We ran into a quite weird problem two weeks ago. One week before, we rebuilt our three node swarm (all managers) and installed 18.09.9 (unfortunately we couldn’t install the most current version yet). The initial deployment of our workload went perfectly fine. Most of them have one app and one database service, around 30 stacks.
Then, two week ago, a colleague had to deploy an updated image used by one of the existing stacks (we use Jenkins to deploy them). Right after the deployment stage started (simple docker deploy command), all the network connections from external to any container running on the swarm went down. The entry point for all the network traffic to the stacks is a HAProxy container running on each of the nodes. After around 10 minutes it recovered itself. Few minutes later, he started another deployment of the same stack, and the same thing happened again. As it is a production swarm, we couldn’t play around more there. The HAProxy containers were running all the time and didn’t restart.
But then we faced the same problem on our test swarm running 18.09.0 (and a different kernel version, RHEL7 btw.).
The bad thing is, that we couldn’t find a way to reproduce it. No matter what we do, most of the times it works just fine.

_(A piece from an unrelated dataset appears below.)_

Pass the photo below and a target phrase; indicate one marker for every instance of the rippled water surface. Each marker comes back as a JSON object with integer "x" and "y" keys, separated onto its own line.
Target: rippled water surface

Some days ago, I updated our Jenkins image on the test swarm (docker service update --image …) on the command line and all the network connections went down again. Couldn’t access any of the services from external. The containers were still running and SSH to the node itself was fine. 10 minutes later, everything was fine again.
The only interesting log messages we see is the following:
Oct 1 11:26:32 server01 kernel: IPVS: rr: FWM 4100 0x00001004 - no destination available Oct 1 11:26:32 server01 kernel: IPVS: rr: FWM 4100 0x00001004 - no destination available Oct 1 11:26:33 server01 kernel: IPVS: rr: FWM 4100 0x00001004 - no destination available Oct 1 11:26:33 server01 kernel: IPVS: rr: FWM 4100 0x00001004 - no destination available Oct 1 11:26:35 server01 kernel: IPVS: rr: FWM 4100 0x00001004 - no destination available
But these also show up when the deployment worked without the network issue.
Aside from these messages, there is absolutely nothing which would give a hint. No logs from HAProxy, Docker or the running applications. The network is just dead for around 10 minutes and then back again. Total weird.
Any help is appreciated, as I’m quite out of ideas…